Aims
Randomized controlled trials (RCTs) comparing computer-aided detection (CADe) systems with standard high-definition colonoscopy exhibit marked variability in adenoma detection rate (ADR) across control (non-AI) arms. Since baseline ADR directly determines the magnitude of the apparent benefit of CADe, understanding the sources of variability in human ADR is essential for interpreting AI-assisted performance. This study aimed to quantify the pooled ADR of control arms in CADe RCTs and to identify the study-level factors explaining its heterogeneity through meta-regression.
Methods
We included all control groups from RCTs comparing standard colonoscopy with any CADe platform. The primary outcome was pooled ADR, calculated using a random-effects model. Secondary outcomes included polyp detection rate (PDR) and adenoma miss rate (AMR). Heterogeneity was quantified using the inconsistency index (I²). Mixed-effects meta-regression explored associations between ADR and predefined moderators including patient age, sex, geographic region, study design, clinical setting, endoscopist experience, baseline ADR, and withdrawal time.
Results
Forty-two control arms were analyzed. The pooled ADR was 0.35 (95% CI, 0.30–0.41), with considerable heterogeneity (I² = 96.8%). The pooled PDR was 0.50 (95% CI, 0.44–0.55), while the pooled AMR was 0.37 (95% CI, 0.33–0.40), again with considerable heterogeneity (I² = 97.0%). Meta-regression demonstrated that age (p<0.001), male sex proportion (p=0.005), geographic region (p=0.009), clinical setting (p=0.001), baseline ADR (p=0.005), and withdrawal time (p<0.001) were the strongest predictors of variability in human ADR. In selected models, these covariates explained up to 89.7% of the between-study variance.

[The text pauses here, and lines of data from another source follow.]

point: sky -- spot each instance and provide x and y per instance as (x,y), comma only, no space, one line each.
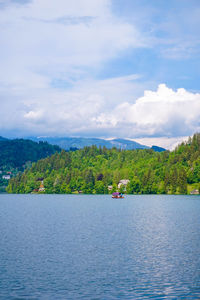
(100,68)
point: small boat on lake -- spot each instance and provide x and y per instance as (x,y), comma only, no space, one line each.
(117,195)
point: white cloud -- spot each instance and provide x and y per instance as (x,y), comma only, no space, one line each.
(55,38)
(164,113)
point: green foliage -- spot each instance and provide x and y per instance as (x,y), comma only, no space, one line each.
(92,170)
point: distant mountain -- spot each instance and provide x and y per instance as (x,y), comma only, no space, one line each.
(16,153)
(68,143)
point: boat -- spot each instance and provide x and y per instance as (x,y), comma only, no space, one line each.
(117,195)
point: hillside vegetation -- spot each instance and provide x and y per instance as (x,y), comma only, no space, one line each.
(92,170)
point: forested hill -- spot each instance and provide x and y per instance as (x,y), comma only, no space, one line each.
(16,153)
(92,170)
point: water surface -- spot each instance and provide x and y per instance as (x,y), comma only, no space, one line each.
(95,247)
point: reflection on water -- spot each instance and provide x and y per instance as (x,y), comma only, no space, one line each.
(95,247)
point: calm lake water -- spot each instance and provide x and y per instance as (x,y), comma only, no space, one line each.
(95,247)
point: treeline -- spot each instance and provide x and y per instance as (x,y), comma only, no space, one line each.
(92,170)
(15,154)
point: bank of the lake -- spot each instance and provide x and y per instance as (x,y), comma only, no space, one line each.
(95,247)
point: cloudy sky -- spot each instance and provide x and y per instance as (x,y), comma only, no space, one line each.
(100,68)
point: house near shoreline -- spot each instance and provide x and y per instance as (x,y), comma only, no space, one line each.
(41,188)
(123,182)
(7,177)
(194,192)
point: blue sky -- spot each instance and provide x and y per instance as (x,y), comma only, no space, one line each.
(100,68)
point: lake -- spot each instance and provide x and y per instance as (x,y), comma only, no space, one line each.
(96,247)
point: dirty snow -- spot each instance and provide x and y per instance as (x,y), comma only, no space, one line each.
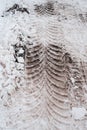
(13,111)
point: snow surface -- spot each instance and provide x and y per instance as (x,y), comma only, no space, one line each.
(13,111)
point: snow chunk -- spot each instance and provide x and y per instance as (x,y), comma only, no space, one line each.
(78,113)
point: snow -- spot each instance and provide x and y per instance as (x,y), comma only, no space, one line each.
(13,111)
(78,113)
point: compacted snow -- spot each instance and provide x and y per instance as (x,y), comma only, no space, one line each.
(24,24)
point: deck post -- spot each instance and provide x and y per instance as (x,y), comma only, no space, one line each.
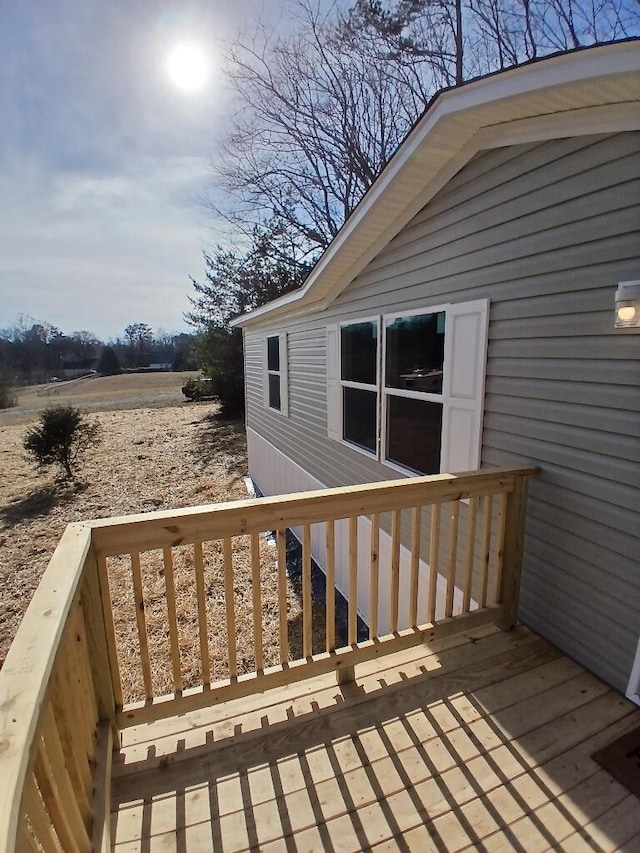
(93,615)
(512,552)
(345,674)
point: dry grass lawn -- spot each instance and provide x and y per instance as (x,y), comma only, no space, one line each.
(149,458)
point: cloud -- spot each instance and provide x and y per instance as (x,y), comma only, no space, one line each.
(99,251)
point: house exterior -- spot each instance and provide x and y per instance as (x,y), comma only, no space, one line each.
(464,317)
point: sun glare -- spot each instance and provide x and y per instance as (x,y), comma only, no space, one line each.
(187,66)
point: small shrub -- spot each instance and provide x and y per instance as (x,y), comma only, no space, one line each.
(198,389)
(8,397)
(60,438)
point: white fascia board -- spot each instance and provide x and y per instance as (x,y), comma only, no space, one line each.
(459,115)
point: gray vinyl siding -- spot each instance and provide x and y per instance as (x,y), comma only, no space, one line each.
(545,231)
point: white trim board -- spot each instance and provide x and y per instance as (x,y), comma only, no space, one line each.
(633,688)
(275,473)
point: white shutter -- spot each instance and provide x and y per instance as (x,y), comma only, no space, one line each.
(284,374)
(265,373)
(333,387)
(465,360)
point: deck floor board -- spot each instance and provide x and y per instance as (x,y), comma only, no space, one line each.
(482,739)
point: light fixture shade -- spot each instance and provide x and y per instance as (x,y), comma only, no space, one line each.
(628,305)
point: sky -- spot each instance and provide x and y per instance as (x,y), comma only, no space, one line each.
(104,161)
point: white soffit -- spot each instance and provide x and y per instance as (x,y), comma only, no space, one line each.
(596,90)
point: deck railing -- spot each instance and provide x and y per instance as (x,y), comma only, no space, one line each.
(451,562)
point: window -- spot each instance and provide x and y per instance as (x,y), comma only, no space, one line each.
(276,380)
(413,382)
(359,384)
(416,402)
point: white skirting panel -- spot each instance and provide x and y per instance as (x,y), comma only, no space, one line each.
(276,474)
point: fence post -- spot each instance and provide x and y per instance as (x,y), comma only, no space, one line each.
(107,694)
(513,547)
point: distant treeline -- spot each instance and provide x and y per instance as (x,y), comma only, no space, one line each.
(32,352)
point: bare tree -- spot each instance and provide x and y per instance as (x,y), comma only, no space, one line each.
(323,108)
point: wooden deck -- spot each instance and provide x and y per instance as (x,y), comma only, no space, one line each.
(477,742)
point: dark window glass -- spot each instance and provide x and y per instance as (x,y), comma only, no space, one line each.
(414,430)
(415,353)
(273,352)
(359,352)
(359,412)
(274,391)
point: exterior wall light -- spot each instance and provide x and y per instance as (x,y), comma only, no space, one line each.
(628,305)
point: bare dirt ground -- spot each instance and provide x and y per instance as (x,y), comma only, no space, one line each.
(99,393)
(148,458)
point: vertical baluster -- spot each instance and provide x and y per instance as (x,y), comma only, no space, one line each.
(143,643)
(38,817)
(395,568)
(257,601)
(229,604)
(307,617)
(173,618)
(202,613)
(331,585)
(487,500)
(282,595)
(109,628)
(416,513)
(434,551)
(500,540)
(353,580)
(471,544)
(453,555)
(375,576)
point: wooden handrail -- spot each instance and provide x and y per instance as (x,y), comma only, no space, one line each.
(113,536)
(48,737)
(66,648)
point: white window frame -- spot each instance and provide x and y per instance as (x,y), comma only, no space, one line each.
(387,320)
(345,383)
(282,373)
(462,396)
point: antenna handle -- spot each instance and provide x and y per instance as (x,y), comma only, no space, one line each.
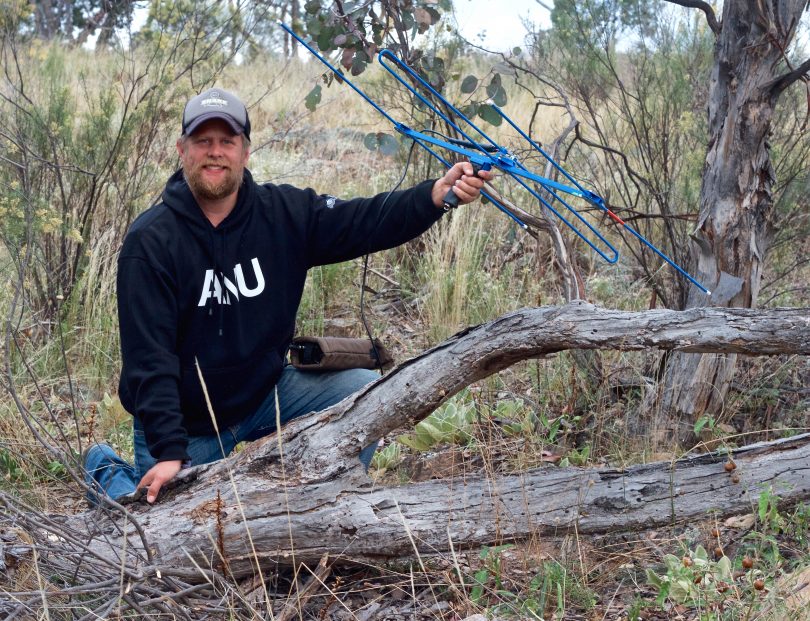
(450,200)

Table 1. Meta-regression analysis investigating study-level factors associated with ADR.
|
Covariates |
Number of studies |
Beta coefficient ± SE |
Adjusted R2 (%) |
P value |
|
Age |
42 |
1.017 ± 0.002 |
67.0 |
<0.001 |
|
Sex (male) |
42 |
1.006 ± 0.002 |
15.3 |
0.005 |
|
Region |
42 |
0.887 ± 0.039 |
20.9 |
0.009 |
|
Study design (Monocentric vs Multicentric) |
42 |
1.089 ± 0.050 |
7.0 |
0.070 |
|
Analysis (PP vs ITT) |
42 |
0.950 ± 0.048 |
-1.0 |
0.320 |
|
Setting (screening/surveillance vs diagnostic) |
41 |
0.865 ± 0.037 |
26.8 |
0.001 |
|
Screening population ≥50% |
38 |
1.035 ± 0.048 |
-0.6 |
0.466 |
|
Endoscopist training level |
40 |
1.012 ± 0.030 |
-3.3 |
0.698 |
|
Baseline ADR |
11 |
1.490 ± 0.163 |
89.7 |
0.005 |
|
Withdrawal time |
41 |
1.030 ± 0.005 |
61.2 |
<0.001 |
Abbreviations: SE=Standard Error; R2=Relative reduction in between-study variance: the value indicates the proportion of between study variance explained by covariate.
Conclusions
ADR in standard colonoscopy arms of CADe RCTs is highly heterogeneous, reflecting demographic, contextual, and procedural quality differences across studies. This extreme baseline variability substantially shapes the observed effect size of CADe systems, highlighting the need to contextualize AI performance against the intrinsic variability of human detection.